Virtual Exhibits from W.D. Jordan Rare Books and Special Collections

  • Fragmented Libraries: An Exploration of the Material Culture of 16th Century Books  

    A digital exhibition exploring a collection of 16th century books acquired by Queen’s University Library with a gift from Bader Philanthropies, Inc., from the personal collection of Michael John Hatcher. The collection features a dozen 16th century books printed in England, France, and Switzerland. They cover a broad range of topics, highlighting the vast interests of readers throughout the period. Each volume bears evidence of former owners throughout the years in the form of marginalia, bookplates, and/or their bindings. Researched and written by Haley Svensrud, 2023 Digital Humanities Undergraduate Assistant, under the supervision of Brendan Edwards, Curator of Rare Books and Special Collections, Queen's University Library. Funding for the research and creation of this virtual exhibition was generously provided by Bader Philanthropies, Inc.

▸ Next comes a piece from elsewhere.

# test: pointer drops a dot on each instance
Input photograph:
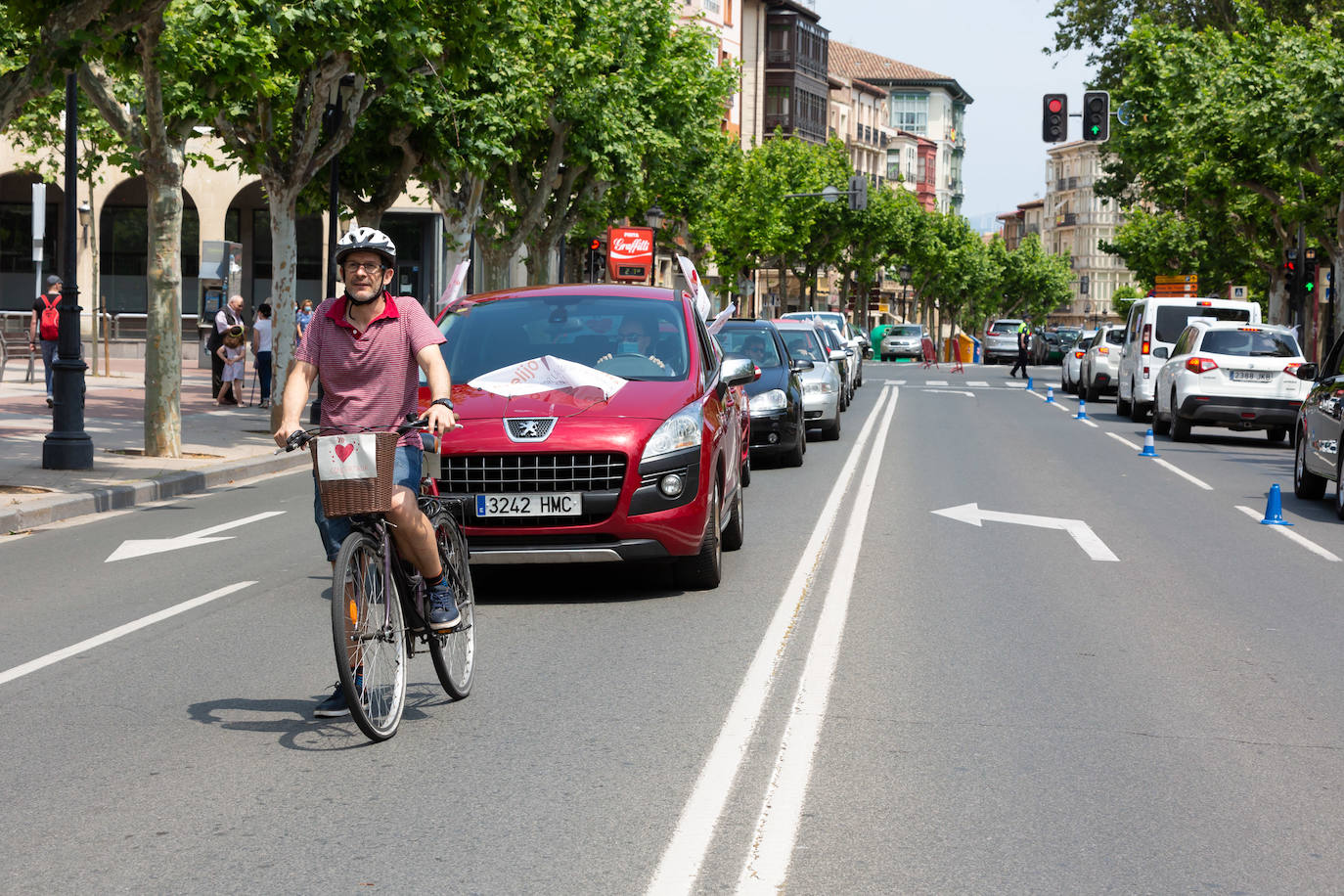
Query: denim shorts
(406, 470)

  • "I Always Speak to Dogs and Cats": Early Animal Rights Literature for Children 

    This exhibition examines the intersection between Victorian children’s literature and the emergent animal rights movement in the nineteenth and early twentieth centuries. Utilizing works from the Children’s Literature Collection and Edith and Lorne Pierce Collection of Canadiana, the exhibition presents a selection of critical texts in both traditions: Victorian children’s literature and reform writings on the humane treatment of non-human animals, with special attention to the literary conversation by Canadian women writers L. M. Montgomery and Marshall Saunders. Curated by Michaela Wipond, Ph.D. Candidate in English Literature, and Dr. S. Brooke Cameron, Associate Professor of English Literature (Spring-Summer 2023).

  • The Ol' Medical Colouring Book 

    Created for the purpose of a stress relief activity for students during exam periods, or any stressful time, the Ol' Medical Colouring Book was designed by HIST212 student, Carolyn Kane in Fall 2022. It showcases images from antiquarian anatomy and botany texts within the Queen's University Library’s Special Collections. Selected works include Andrea Vesalius’ De humani corporis fabrica libri septem (1555), Browne & Scarburgh’s Myographia nova sive musculorum omnium (1687), and Blackwell’s Herbarium Blackwellianum (1765) among others.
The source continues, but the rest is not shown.